MUHAMMAD Habibi, 8, sejak pulang sekolah Sabtu (23/11) siang akhir pekan lalu, sudah mengingatkan ibu nya Nurbaiti,43, bahwa pada Senin (25/11) adalah Hari Guru Nasional 2024. Pemberitahuan itu sebagaimana disampaikan gurunya di sekolah mereka.
Siswa kelas III SD Negeri Desa Neulop, Kecamatan Delima, Kabupaten Pidie, Provinsi Aceh, itu berdiskusi kecil dengan sang ibu nya Nurbaiti, 43, tentang hadiah apa sebagai isi kado yang diberikan kepada guru nya di hari guru.
Habibi tampak lebih ceria lagi pada Minggu malam, sepulang dari jemaah salat magrib dari Masjid At-Thaibin Ceurih, Kecamatan Delima. Ketika itu dia melihat ibunya sedang menjahit sesuatu kain bahan isi kado yang akan dipersembahkan untuk guru kelasnya Yusmarni.
Malam itu Habibi pun langsung istirahat tidur setelah pulang jemaah salat insya bersama ayahnya. Harapannya besok hari Senin (25/11) pagi sepulang salat berjemaah bersama sang ayah, di masjid Agung Al-falah, Kota Sigli, ibukota Kabupaten Pidie, Aceh, anak ke 5 dari 6 bersaudara itu lebih awal berangkat sekolah.

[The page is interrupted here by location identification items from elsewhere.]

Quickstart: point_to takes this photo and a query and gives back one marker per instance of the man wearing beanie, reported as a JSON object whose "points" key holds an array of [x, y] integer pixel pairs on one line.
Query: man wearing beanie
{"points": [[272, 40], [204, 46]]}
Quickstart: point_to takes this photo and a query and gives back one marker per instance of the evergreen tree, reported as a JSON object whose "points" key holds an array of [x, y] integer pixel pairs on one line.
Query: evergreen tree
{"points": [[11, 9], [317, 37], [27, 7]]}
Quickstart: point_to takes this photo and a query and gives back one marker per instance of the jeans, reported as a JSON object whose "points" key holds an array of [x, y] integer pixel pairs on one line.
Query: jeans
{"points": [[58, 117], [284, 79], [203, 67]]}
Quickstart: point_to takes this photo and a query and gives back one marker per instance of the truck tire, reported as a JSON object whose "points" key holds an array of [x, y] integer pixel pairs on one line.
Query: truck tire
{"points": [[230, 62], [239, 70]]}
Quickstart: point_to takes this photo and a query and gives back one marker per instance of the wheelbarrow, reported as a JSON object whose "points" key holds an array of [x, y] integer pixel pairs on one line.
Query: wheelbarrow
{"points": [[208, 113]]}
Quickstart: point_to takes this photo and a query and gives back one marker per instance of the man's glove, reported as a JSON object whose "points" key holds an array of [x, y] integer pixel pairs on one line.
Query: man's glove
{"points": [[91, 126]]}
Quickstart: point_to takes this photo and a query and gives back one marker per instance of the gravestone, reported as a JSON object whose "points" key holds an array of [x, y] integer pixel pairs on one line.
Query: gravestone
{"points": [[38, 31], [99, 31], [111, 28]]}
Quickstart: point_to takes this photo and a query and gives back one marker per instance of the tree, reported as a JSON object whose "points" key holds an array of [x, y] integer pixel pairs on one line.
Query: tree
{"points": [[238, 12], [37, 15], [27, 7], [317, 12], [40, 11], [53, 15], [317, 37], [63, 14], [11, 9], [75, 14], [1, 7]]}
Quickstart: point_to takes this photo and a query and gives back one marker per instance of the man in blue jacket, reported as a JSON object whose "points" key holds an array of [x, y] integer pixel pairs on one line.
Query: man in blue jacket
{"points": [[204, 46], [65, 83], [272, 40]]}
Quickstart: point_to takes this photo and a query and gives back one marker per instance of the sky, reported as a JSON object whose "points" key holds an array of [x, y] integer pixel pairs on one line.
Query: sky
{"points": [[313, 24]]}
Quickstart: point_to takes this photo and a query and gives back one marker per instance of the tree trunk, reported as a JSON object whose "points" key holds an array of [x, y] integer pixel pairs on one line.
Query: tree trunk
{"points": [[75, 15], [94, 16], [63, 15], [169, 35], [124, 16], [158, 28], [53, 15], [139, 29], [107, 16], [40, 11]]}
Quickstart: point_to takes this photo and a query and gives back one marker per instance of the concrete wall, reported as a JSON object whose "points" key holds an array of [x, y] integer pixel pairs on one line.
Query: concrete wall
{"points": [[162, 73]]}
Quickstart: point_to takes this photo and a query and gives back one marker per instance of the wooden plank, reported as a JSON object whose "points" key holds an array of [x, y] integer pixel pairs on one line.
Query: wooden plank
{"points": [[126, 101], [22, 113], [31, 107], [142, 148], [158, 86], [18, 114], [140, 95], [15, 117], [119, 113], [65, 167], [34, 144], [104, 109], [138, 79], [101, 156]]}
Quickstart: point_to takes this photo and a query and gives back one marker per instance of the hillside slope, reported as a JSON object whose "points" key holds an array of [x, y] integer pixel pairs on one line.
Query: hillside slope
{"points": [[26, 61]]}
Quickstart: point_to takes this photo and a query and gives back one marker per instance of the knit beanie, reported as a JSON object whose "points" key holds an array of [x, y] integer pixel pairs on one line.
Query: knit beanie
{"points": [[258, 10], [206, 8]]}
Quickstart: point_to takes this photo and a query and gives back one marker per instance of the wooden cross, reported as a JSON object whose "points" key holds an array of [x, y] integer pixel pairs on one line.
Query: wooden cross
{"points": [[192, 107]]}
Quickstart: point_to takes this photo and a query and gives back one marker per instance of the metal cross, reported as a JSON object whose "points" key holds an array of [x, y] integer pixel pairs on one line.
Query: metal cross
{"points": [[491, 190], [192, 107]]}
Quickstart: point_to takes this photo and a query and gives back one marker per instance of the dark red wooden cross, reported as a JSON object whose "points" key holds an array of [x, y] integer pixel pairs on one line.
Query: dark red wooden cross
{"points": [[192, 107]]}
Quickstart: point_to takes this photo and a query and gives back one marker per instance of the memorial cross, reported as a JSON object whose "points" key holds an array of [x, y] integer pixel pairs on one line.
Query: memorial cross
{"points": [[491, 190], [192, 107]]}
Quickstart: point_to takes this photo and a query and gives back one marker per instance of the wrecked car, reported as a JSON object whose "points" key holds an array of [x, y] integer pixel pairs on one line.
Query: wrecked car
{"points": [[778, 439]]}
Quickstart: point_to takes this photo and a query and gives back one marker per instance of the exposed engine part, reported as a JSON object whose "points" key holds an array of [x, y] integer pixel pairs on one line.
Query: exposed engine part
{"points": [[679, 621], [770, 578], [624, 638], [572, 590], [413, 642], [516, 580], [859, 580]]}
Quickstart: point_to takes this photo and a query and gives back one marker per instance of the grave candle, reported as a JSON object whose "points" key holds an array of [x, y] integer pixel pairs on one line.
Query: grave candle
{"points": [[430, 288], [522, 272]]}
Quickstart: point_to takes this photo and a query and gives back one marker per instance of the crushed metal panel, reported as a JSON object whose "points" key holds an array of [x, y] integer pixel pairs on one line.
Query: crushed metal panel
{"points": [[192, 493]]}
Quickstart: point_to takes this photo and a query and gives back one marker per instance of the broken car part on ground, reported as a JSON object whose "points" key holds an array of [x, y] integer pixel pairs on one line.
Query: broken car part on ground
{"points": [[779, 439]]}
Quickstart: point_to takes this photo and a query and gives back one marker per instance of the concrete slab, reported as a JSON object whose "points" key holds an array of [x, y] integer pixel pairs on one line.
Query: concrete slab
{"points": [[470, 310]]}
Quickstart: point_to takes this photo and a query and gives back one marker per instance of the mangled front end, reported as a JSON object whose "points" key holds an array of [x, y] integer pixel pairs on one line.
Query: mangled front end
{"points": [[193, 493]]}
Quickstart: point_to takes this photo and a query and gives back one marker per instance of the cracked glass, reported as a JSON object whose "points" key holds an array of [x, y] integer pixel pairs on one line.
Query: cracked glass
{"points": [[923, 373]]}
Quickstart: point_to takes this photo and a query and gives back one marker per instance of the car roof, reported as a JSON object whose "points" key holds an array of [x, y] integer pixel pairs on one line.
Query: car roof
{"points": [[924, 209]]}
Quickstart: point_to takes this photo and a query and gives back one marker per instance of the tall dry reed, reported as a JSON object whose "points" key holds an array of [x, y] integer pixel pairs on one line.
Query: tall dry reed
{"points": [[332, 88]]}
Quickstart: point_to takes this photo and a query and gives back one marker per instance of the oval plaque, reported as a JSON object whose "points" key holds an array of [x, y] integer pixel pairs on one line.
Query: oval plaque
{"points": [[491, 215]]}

"Salat subuh berjemaah dan ikut majelis pengajian yang diasuh Dai Internasional asal Aceh, Dr Teungku Amri Farmi Anziz dan tiga Teungku lainnya sudah menjadi rutinitas atau keharusan saban hari" tutur Nurbaiti ibu kandung Muhammad Habibi.
Walaupun jarak antara Majid Al-Falah ke tempat tinggal Habibi di Desa Blang Garot, Kecamatan Indrajaya berjarak sekitar 8 km arah utara, namun waktu pulang, sekitar pukul 07.00 Wib sudah sampai di rumahnya.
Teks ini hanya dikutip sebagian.